Avoiding Costly Mistakes in Mergers and Acquisitions
Although technology merger and acquisition (M&A) activity slowed significantly in 2020 due to the pandemic—market uncertainty resulted in deal values falling to decade-low quarterly performances of $35B USD, as compared to $127B and $165B in 2019 and 2018, respectively—things picked back up in Q3. Each month included at least ten billion-dollar deals as pent-up demand drove nearly record-breaking activity.
Intelligent acquisitions determine fit and alignment with the parent company’s growth strategy, but now liability for owning personally identifiable information (PII) is an emerging factor that all M&A activity must revolve around.
Data Privacy Requirements Have Changed M&A
Consider the recent class-action lawsuit levied against Marriott International for a security breach they experienced a year and a half earlier. The leaks came via their acquisition of the Starwood Hotels Group in 2016, and had been occurring from 2014 through 2018.
The UK Information Commissioner’s Office ruled that Marriot could have done more to protect their customer’s privacy and also did not perform a thorough data storage inspection prior to the $13 billion acquisition. A global litigation financing firm is underwriting the suit, an alarming indicator that data privacy breaches are becoming a lucrative arena for litigation.
Marriot’s fine stands at a whopping $23.8 million. In fact, numerous companies in Europe have been fined due to not meeting General Data Protection Regulation (GDPR) standards. Since the California Consumer Privacy Act (CCPA) was started earlier this summer, the US will now start to see similar regulations enforced across the nation.
Determining What Should Be Flagged and Reported
The actual process of discovering PII starts with identifying the platforms that target data is held in, be it structured or unstructured or some combination of the two. Although companies typically expect to scan sources like HDFS or S3 for files, even with relational databases, accurate scanning is required, as columns and tables can contain leaked PII or be improperly labeled. In addition, determining context is required to assess whether information is liable PII. For example, a date of birth is specific data that does not mean anything on its own, but if found along with someone’s full name, would need to be reported as sensitive information.

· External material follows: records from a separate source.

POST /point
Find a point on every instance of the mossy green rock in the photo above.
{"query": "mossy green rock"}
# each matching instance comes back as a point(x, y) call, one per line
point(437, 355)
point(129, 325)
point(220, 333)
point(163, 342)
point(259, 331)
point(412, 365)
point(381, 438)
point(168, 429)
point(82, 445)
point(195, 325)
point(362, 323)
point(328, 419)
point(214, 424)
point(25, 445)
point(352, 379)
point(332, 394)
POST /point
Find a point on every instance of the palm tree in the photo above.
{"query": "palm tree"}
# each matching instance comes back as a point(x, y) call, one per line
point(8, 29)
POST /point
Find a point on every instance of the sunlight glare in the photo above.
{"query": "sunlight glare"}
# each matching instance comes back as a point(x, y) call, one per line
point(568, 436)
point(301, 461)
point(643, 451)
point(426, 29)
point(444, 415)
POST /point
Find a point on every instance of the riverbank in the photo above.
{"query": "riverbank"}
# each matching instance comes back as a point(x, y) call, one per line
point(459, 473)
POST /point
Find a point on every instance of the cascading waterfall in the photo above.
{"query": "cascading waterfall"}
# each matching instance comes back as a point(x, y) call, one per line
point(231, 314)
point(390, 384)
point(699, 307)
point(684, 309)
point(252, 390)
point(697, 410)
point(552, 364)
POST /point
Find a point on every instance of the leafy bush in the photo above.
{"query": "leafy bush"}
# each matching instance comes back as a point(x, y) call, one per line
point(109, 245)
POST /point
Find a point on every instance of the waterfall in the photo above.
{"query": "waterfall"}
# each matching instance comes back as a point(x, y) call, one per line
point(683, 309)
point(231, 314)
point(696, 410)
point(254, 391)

The process of figuring out which information needs to be flagged as PII and reported necessitates building policies that can be used to search for different categories of sensitive data within a single scan. From there, fine-tuning and adjusting discovery scans can ultimately lead to remediation, in which sensitive data can be masked or encrypted to remove risk of ownership. Being able to configure reports around the scanned data and controlling access to the metadata brought about from the discovery scans is crucial for engaging multiple parties within M&A projects.
Effectively Evaluate PII as a Part of Due Diligence
Recently, a global technology client introduced Dataguise to an internal M&A team in order to complete accurate assessments and diligence that are key to the company’s ability to audit data that will be changing ownership. The firm routinely engages with prospective companies to determine which ones will fit their company’s portfolios and growth strategies. But the wide horizon and scope of potential data environments outpace their own capability to discover sensitive data.
To meet data compliance with multiple regulations such as GDPR and CCPA, M&A-driven companies need versatile and precise software to discover the targets’ personal data. In this particular case, the customer is also bringing stark challenges of backward compatibility with some target companies’ legacy systems, requiring a broad range of platform support beyond what they normally use in terms of cloud and data lakes.
Does Your M&A Process Incorporate Data Compliance?
Accurately valuating a potential acquisition’s Return on Assets (ROA) is a key challenge for any M&A deal. Only after PII is audited and reported can M&A teams properly evaluate the ROA of a target company against whatever risks owning their data carries.